ARUP Laboratories is looking to establish the long-term strategic direction for the organization's ML infrastructure and its technical implementation to enable the organization to leverage AI at scale.
Requirements
- Deep understanding of multiple ML frameworks and their serving requirements.
- Expertise in distributed systems, big data solutions, and complex system design.
- Expertise in cloud platforms (AWS, GCP, MS Azure)
- Proven ability to lead and architect enterprise-scale MLOps systems.
- Proficiency in cloud computing architecture and design patterns.
- Ability to read and gain insights from scientific literature to inform technical decisions.
Responsibilities
- Designs and improves systems for training, evaluating, deploying, and monitoring machine learning models in production across the organization.
- Stays current with modern ML Ops best practices through review of technical literature, scientific articles, whitepapers, conferences, and related material.
- Sets technical standards and best practices for production ML systems.
- Acts as a technical authority and mentor for MLOps, ML, and Data Engineering teams.
- Works with leadership to define the MLOps technology roadmap and long-term strategy and guides teams to work toward those long-term goals.
- Communicate with data science, engineering, IT, and medical director teams to understand requirements, constraints, and operational workflows.

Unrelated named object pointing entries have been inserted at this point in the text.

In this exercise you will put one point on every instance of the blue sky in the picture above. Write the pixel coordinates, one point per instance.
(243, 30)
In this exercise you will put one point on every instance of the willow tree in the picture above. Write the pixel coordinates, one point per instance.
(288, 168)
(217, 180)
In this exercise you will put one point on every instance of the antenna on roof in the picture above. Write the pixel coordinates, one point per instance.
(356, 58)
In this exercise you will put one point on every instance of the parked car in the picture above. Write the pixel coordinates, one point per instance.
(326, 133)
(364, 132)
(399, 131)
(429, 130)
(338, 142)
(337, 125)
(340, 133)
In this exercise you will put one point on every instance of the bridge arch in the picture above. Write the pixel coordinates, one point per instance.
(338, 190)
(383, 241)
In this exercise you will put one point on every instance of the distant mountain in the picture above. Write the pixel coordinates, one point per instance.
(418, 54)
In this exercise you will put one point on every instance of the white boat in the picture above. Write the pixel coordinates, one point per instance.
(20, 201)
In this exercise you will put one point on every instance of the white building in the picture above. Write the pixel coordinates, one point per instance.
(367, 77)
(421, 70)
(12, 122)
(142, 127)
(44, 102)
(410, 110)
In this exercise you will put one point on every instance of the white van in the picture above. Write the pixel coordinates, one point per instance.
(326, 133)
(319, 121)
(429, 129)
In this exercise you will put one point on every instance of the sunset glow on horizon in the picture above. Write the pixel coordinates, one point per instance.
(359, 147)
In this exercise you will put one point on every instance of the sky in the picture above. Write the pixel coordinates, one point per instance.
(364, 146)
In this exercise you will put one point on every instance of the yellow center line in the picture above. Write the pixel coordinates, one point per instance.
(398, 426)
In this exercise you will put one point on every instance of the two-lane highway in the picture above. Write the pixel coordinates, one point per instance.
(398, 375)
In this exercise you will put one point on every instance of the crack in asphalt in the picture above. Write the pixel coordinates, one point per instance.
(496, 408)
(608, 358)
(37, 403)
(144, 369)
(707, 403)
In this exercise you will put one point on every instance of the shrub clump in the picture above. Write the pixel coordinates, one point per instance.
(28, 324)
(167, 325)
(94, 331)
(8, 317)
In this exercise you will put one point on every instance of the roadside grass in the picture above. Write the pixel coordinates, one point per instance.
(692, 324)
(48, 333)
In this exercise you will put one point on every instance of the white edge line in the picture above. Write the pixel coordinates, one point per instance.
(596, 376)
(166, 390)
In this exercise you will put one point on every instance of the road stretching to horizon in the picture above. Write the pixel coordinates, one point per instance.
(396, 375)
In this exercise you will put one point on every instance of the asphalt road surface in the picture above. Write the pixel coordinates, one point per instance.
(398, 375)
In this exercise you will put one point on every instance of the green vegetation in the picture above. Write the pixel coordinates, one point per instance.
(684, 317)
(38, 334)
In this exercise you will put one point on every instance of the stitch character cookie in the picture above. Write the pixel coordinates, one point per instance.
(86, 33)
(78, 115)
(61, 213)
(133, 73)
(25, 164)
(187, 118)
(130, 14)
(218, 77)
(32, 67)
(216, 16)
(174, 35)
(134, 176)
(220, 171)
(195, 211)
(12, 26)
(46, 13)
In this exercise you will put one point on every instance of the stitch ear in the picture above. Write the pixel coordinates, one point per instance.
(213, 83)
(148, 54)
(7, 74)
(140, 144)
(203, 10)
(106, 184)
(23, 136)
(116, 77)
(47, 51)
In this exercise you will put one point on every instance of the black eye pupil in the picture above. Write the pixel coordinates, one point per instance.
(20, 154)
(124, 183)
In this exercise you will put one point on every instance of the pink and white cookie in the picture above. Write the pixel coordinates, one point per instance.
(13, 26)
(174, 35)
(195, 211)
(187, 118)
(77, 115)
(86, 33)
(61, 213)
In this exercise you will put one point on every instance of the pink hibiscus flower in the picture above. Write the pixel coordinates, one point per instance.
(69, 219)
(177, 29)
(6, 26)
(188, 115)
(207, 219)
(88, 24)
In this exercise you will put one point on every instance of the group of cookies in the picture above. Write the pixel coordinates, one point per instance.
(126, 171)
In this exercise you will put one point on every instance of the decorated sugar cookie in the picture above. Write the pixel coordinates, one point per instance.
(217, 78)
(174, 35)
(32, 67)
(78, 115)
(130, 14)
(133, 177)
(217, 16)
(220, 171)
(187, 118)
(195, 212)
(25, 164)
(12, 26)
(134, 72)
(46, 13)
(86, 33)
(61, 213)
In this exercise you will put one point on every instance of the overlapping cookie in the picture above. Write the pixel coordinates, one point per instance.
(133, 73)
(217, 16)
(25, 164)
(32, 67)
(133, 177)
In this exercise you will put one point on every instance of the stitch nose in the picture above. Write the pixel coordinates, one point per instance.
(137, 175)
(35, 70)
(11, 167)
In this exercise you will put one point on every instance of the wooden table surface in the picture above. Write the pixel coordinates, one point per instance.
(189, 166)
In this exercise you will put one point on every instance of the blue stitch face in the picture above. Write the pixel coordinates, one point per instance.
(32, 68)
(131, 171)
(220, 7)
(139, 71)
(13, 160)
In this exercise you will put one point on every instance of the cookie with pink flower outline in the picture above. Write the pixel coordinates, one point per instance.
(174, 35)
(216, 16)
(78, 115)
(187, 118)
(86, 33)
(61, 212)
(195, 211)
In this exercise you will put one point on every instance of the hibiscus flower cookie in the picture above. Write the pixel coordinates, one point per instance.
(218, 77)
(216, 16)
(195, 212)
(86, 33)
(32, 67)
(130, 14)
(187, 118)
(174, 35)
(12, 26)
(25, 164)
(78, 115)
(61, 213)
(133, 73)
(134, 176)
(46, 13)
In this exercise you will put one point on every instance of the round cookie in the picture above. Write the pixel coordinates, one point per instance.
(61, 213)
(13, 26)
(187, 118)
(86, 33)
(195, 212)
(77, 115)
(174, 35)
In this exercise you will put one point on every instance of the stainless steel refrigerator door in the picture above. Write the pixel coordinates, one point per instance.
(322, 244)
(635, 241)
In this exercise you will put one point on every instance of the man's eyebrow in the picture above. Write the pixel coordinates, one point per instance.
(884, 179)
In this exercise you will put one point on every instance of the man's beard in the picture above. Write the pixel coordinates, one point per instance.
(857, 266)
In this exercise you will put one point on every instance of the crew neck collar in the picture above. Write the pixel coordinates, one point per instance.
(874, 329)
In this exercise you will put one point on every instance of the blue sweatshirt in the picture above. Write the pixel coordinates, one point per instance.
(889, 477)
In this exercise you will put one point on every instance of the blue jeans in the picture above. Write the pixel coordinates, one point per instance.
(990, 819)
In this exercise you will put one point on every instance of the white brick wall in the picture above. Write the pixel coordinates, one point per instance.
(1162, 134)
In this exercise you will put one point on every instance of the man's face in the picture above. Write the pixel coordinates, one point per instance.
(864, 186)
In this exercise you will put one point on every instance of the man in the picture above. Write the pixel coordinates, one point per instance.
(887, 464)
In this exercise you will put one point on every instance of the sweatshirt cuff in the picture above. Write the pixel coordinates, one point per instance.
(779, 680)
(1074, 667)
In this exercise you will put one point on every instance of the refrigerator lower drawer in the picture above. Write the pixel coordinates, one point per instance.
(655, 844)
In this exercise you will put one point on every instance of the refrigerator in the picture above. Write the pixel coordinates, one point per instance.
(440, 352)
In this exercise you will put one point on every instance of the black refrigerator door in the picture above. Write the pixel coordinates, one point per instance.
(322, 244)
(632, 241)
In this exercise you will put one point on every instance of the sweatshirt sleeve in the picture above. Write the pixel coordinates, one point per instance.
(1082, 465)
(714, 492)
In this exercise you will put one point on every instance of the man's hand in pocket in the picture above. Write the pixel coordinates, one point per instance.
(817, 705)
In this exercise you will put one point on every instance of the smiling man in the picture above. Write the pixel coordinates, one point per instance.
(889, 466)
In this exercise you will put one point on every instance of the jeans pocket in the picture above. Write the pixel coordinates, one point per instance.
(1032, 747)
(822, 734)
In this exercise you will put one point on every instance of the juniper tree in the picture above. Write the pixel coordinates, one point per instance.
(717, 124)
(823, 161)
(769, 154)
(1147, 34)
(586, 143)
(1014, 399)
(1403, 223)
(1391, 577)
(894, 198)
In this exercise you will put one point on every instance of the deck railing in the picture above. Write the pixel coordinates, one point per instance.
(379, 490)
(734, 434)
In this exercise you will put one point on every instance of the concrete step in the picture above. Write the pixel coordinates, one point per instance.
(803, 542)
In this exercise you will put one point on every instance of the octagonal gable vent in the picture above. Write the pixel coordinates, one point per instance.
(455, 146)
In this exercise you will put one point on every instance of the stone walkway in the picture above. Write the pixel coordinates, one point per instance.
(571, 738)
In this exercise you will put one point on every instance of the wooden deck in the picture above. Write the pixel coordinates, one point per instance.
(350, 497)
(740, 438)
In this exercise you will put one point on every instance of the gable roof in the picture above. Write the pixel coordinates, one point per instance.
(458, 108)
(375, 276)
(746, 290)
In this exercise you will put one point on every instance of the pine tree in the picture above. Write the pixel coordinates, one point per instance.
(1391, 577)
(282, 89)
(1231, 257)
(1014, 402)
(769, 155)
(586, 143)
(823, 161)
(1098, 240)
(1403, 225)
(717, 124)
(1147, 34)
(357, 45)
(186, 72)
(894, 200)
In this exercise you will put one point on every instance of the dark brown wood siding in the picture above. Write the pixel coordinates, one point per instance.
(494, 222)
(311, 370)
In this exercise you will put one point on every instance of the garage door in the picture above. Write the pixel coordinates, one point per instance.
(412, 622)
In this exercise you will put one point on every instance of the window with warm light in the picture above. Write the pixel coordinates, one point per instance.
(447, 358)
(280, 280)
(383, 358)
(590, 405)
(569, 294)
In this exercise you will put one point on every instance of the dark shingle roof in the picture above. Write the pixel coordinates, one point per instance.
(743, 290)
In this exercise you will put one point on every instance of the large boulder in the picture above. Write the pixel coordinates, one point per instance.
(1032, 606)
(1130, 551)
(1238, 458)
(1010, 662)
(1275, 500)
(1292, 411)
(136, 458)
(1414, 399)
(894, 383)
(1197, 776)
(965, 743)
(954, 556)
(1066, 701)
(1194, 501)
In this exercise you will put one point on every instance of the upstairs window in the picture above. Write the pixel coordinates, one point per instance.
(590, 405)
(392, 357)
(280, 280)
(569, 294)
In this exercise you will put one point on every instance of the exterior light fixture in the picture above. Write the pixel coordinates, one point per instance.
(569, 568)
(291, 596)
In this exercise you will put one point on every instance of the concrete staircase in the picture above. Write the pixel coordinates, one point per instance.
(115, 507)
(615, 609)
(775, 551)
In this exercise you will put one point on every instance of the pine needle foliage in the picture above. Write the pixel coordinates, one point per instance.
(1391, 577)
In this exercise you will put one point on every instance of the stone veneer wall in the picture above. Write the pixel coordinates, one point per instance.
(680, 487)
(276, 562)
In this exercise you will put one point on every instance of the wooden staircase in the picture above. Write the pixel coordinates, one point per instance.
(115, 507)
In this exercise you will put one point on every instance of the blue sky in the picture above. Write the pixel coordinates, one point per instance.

- Responsible for all aspects of the model development lifecycle (training, deployment, monitoring, re-training, etc.) at an architectural level.
Other
- Bachelor's degree in related field and 10 years of experience in Machine Learning / Data Engineering
- Five years of experience leading ML Ops / Data Engineering teams
- Master’s degree in related field
- Exceptional leadership and communication skills, with a track record of mentoring and developing top talent.
- Stooping: Bending body downward and forward by bending spine at the waist.